Assume they work 20 hours a week. Horgan's plan to add $3.75 an hour to their wages means an extra $585 million a year that will be spent in local communities.
The research report also notes that a minimum wage increase, for most businesses, is not a significant cost-driver. Imagine a busy 24-hour convenience store with a manager paid $60,000, an assistant at $40,000 and 14 half-time employees at minimum wage. Horgan's plan would add about two per cent a year to labour costs, and much less to overall operating expenses.
Not just young workers living at home
The issue is tricky for the BC Liberals, as a government into its fourth term. Once, long ago, they could argue that the goal was an economy so strong that employers, desperate for staff, were all paying above minimum wage.
But as more people come to depend on minimum wage jobs each year, that argument just becomes embarrassing.

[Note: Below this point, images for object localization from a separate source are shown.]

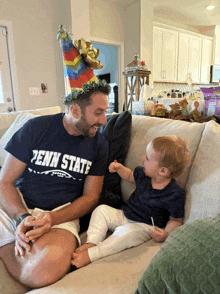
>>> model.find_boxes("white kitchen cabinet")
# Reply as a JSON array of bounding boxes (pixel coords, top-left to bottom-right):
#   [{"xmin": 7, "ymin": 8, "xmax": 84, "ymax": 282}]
[
  {"xmin": 154, "ymin": 23, "xmax": 213, "ymax": 84},
  {"xmin": 177, "ymin": 33, "xmax": 191, "ymax": 83},
  {"xmin": 177, "ymin": 33, "xmax": 202, "ymax": 83},
  {"xmin": 153, "ymin": 27, "xmax": 178, "ymax": 82},
  {"xmin": 200, "ymin": 38, "xmax": 212, "ymax": 83},
  {"xmin": 189, "ymin": 36, "xmax": 202, "ymax": 83},
  {"xmin": 153, "ymin": 28, "xmax": 163, "ymax": 81}
]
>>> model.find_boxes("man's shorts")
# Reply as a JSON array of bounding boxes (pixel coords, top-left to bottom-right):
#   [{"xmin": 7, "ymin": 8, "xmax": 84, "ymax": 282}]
[{"xmin": 0, "ymin": 191, "xmax": 81, "ymax": 248}]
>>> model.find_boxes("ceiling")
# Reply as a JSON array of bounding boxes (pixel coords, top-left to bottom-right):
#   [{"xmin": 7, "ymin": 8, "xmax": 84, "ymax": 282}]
[
  {"xmin": 153, "ymin": 0, "xmax": 220, "ymax": 27},
  {"xmin": 114, "ymin": 0, "xmax": 220, "ymax": 28}
]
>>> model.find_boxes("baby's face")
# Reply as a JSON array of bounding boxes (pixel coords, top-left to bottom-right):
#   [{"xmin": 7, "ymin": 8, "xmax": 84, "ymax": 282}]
[{"xmin": 141, "ymin": 142, "xmax": 161, "ymax": 178}]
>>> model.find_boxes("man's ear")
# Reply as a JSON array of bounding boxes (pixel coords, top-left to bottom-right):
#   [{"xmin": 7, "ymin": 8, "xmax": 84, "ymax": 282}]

Clark has focused on the argument that most people on minimum wage are young, and quickly moving on to better jobs.
The reality is not so clear. Across Canada, about 60 per cent of minimum wage workers are under 25, and 57 per cent are living with family members. (That's not necessarily a matter of choice given B.C.'s housing market.)
But more than 40 per cent of minimum wage workers are trying to build a life in their own homes or apartments. Seven per cent of workers over 65 are being paid a government-mandated minimum wage. Walmart can probably afford a raise for its greeters.
The minimum wage is a good test of political core principles. We've mostly agreed the state has a role in setting minimum pay. Just because someone can only command $10 a day in the marketplace doesn't mean an employer should be able to pay that little.
The question then becomes what's a fair, pragmatic minimum wage.
Gordon Campbell's government froze the minimum wage for a decade, effectively rejecting the whole concept. Clark introduced a big increase, and then did stood by as the province once again came to have the lowest minimum wage in Canada at $10.45. (Increases planned for Sept. 15 this year and in 2017 will take the rate to $11.25.)
Horgan's promise of a $15 minimum wage is sound policy -- and a way to stake out an approach starkly different from the Liberal record over four terms in government.